Para identificar o vírus que circula em símios, pesquisadores montaram dez estações de pesquisa no país, duas delas em áreas remotas do sudeste. Justamente nelas, a equipe de Hahn e Sharp colheu amostras do vírus símio, que era quase identico ao HIV-1 do grupo M. Esta pesquisa foi publicada na revista “Science” em 2006.
A descoberta deu largada a uma corrida entre cientistas para revelar a data em que o vírus infectou uma pessoa. A análise de uma amostra de sangue preservada desde 1959 comprovou que o HIV já circulava em Kinshasa, capital do Congo, muito antes de chamar a atenção internacionalmente, na década de 1980. Outro trabalho, publicado na “Nature” em 2008 pelo biólogo Michael Worobey, analisou outra amostra do vírus, de 1960.
Ao comparar geneticamente as duas amostras em um laboratório da Universidade do Arizona, Worobey pôde determinar que o HIV-1 grupo M era muito mais antigo do que se imaginava.
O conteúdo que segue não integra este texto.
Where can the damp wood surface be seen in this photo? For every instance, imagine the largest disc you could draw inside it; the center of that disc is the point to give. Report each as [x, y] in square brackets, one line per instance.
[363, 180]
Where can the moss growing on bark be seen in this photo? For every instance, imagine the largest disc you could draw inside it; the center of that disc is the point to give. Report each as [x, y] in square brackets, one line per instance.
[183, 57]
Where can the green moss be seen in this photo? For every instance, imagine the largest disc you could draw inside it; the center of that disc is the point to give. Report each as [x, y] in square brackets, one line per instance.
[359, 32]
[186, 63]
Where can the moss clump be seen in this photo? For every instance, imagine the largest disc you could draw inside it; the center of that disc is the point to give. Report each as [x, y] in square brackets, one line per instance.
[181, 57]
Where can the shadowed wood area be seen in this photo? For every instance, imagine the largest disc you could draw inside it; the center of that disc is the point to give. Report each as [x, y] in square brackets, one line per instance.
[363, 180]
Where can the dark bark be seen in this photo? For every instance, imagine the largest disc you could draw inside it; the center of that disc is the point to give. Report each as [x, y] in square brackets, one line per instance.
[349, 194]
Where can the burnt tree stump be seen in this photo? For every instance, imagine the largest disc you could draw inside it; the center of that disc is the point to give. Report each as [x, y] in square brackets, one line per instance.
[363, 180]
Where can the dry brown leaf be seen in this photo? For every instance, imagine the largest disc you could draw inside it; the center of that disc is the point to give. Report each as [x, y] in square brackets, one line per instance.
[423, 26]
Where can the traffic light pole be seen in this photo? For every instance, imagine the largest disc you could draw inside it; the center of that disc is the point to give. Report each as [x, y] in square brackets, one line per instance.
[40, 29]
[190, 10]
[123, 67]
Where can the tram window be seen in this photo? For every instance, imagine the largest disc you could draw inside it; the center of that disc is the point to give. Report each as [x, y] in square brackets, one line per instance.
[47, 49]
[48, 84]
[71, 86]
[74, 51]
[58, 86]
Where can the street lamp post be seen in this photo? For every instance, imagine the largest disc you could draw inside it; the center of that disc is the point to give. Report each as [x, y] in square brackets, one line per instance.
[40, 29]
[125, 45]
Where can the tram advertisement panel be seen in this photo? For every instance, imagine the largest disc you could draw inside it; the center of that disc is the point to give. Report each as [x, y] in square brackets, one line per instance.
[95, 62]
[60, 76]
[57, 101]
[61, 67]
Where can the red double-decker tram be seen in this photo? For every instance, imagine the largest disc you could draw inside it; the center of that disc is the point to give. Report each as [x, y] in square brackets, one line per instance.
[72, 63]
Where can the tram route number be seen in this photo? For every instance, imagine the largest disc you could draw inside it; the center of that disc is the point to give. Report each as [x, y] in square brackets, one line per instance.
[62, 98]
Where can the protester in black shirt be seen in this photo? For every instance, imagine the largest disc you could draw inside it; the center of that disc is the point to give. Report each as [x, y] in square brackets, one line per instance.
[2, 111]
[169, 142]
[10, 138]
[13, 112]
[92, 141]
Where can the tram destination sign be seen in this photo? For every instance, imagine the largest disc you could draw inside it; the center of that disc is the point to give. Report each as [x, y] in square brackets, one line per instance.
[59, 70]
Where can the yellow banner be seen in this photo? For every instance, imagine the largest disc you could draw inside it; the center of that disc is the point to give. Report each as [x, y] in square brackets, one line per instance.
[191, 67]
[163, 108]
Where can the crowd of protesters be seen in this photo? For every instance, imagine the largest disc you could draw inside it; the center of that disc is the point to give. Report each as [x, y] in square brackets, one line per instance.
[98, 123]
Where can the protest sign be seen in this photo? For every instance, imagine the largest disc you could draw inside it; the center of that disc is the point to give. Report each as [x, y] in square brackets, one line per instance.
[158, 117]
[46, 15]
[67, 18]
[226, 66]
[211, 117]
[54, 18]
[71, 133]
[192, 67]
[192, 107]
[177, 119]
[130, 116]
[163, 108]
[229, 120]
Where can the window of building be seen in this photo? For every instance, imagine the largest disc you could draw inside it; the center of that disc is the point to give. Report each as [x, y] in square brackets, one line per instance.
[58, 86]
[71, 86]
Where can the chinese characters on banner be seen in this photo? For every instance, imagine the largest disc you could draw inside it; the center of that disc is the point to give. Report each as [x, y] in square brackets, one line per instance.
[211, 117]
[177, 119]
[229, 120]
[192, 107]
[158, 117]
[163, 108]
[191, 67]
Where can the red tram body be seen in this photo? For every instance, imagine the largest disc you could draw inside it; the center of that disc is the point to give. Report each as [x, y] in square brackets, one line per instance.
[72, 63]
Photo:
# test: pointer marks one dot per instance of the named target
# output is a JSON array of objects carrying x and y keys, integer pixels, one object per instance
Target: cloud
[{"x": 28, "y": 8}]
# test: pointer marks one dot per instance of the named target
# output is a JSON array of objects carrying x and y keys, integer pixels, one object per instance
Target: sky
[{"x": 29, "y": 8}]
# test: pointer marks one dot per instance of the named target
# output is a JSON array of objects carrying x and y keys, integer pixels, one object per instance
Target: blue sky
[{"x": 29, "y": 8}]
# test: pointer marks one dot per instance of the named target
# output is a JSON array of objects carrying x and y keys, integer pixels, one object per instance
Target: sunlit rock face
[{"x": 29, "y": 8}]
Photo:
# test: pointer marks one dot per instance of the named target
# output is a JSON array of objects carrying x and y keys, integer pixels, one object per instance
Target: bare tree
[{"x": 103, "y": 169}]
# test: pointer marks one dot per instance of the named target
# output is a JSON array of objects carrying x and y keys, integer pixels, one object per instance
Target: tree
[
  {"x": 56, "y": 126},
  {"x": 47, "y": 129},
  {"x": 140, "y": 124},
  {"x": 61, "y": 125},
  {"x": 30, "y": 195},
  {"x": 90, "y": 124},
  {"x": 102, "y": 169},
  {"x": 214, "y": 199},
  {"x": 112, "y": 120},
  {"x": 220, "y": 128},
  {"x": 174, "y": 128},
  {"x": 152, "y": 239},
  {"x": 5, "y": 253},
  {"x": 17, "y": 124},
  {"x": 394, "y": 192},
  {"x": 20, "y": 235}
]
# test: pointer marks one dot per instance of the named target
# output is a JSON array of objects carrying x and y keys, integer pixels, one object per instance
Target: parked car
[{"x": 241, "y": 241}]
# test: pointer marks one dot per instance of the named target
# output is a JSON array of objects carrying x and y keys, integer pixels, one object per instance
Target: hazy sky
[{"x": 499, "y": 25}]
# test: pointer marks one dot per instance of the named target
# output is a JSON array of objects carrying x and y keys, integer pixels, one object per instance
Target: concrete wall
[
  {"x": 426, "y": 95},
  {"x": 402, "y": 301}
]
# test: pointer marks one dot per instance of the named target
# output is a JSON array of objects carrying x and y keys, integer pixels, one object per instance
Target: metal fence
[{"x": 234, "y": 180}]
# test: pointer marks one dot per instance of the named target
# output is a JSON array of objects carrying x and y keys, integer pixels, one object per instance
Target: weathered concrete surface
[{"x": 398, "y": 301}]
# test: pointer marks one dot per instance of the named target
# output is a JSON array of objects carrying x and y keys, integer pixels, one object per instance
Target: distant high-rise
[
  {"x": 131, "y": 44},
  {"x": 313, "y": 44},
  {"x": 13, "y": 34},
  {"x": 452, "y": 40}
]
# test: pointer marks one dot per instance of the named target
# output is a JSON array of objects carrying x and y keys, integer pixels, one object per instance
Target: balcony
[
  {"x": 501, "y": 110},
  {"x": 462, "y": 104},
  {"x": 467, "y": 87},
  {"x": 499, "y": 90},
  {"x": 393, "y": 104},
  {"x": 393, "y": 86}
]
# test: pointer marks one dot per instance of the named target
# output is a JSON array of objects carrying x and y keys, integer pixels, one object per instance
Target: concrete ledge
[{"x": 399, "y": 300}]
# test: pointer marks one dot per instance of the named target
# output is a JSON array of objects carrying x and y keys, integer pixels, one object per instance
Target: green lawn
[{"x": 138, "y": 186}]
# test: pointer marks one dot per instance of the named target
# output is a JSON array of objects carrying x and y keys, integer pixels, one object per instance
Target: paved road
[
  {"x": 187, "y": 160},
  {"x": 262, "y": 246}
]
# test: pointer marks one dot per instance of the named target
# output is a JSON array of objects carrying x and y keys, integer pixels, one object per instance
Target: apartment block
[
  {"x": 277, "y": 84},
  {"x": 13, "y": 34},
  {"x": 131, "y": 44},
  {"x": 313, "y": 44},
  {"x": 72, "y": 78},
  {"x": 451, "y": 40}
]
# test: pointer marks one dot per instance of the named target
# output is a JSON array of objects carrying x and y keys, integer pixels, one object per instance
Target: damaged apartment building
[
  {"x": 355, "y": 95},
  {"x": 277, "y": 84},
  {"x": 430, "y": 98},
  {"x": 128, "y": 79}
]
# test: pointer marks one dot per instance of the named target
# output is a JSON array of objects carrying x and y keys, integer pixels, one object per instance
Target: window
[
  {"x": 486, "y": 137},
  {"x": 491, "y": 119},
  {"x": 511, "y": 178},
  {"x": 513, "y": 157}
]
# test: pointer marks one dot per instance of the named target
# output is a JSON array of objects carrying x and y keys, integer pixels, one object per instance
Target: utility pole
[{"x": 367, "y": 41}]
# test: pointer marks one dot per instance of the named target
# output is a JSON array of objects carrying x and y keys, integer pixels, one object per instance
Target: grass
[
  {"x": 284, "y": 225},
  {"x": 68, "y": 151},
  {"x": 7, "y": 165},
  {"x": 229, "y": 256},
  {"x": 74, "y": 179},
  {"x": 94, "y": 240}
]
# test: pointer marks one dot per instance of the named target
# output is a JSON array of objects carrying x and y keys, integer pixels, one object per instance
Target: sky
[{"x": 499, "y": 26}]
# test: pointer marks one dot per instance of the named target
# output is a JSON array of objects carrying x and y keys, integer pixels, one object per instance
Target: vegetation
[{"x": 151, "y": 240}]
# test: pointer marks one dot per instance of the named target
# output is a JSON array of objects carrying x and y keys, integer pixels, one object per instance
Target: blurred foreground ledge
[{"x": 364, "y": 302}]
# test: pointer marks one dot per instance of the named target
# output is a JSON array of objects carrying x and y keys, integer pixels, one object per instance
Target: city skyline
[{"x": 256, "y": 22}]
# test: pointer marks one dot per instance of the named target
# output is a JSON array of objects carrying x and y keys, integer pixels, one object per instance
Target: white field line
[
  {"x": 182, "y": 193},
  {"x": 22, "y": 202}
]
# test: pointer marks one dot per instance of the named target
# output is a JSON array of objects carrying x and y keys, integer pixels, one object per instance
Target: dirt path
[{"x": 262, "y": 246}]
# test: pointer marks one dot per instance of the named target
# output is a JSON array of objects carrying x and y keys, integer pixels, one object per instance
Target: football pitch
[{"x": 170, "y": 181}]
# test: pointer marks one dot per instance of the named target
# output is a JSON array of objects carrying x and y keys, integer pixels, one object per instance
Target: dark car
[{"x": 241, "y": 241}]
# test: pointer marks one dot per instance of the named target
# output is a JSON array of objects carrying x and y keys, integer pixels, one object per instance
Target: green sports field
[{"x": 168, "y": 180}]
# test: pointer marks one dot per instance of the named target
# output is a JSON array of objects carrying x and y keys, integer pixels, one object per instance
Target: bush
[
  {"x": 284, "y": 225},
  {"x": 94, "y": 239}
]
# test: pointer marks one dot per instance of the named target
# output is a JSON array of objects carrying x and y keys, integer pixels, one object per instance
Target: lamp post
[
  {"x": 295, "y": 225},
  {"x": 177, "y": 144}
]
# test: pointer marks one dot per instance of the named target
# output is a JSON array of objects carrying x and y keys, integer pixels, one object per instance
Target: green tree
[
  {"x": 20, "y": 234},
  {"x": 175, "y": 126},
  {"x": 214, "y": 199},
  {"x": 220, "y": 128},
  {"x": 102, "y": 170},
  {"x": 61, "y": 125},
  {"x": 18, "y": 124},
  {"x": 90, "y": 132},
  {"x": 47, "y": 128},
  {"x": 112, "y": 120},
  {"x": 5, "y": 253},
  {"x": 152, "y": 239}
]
Ambas as amostras do vírus pareciam ter descendido de um único ancestral em algum momento entre 1884 e 1924. A data mais provável era 1908.
A teoria é que o vírus passou dos chimpanzés para o homem. E uma única pessoa infectada levou o HIV até Kinshasa. A cidade fora fundada por belgas em 1881, quando potências coloniais dividiram o continente em áreas de influência. Até o início do século 20, Kinshasa, então chamada Leopoldville, foi a maior cidade da África Central. Esta cidade teria sido fundamental para a explosão da epidemia.
Os cientistas que estudam o HIV-1 grupo M já encontraram muitas variedades, chamados de subtipos, cada um com estruturas genéticas um pouco modificadas, em vários locais do planeta. Mas a extensa árvore genealógica do vírus indica que todos eles devem ter se espalhado a partir de um único caso, cujo marco zero foi a cidade de Kinshasa.
O comércio internacional, sobretudo de marfim e de borracha, movimentava na África grandes contingentes de trabalhadores nativos escravizados. Além disso, as rotas comerciais no interior usavam os rios Ngoko, Sangha e Congo, próximo aos locais em que o vírus da Aids que circula em humanos acabara de nascer.
Os carregadores de mercadorias, que chegavam a transportar 55 quilos cada um, sendo que muitas vezes mais de mil pessoas por dia eram mobilizadas, enfrentavam doenças como tripanossomíase africana (doença do sono), varíola e infecções na pele. O compartilhamento de agulhas nas vacinações da época não era raro.
A sífilis, trazida pelos europeus, também era um problema. Esta doença sexualmente transmissível mostra que as interações sexuais, muitas delas forçadas, tiveram papel importante na disseminação inicial da Aids.
Pesquisadores ressaltam que pode ter havido outra transmissão de Aids de chimpanzés para pessoas antes deste caso estudado. Mas a região tinha pouco contato com o mundo exterior, dificultando sua propagação. Para difundir amplamente o HIV, é necessário haver uma população relativamente grande. Além disso, é necessário uma cultura sexual em que as pessoas muitas vezes têm mais de um parceiro. Isso ocorreu em Kinshasa. Ali a Aids virou uma epidemia.
As circunstâncias históricas que levaram à disseminação da Aids só foi possível entre 1880 e 1920. Este foi o período em que os rios eram importantes rotas comerciais e os preços globais da borracha eram atrativos. Com a queda do valor desta commoditie no mercado internacional e com a criação de estradas de ferro, na década de 1920, o ritmo do movimento humano pela região diminuiu. E, sem “A Partilha de África” por europeus, seria difícil ver como o HIV poderia ter conseguido sair de Camarões.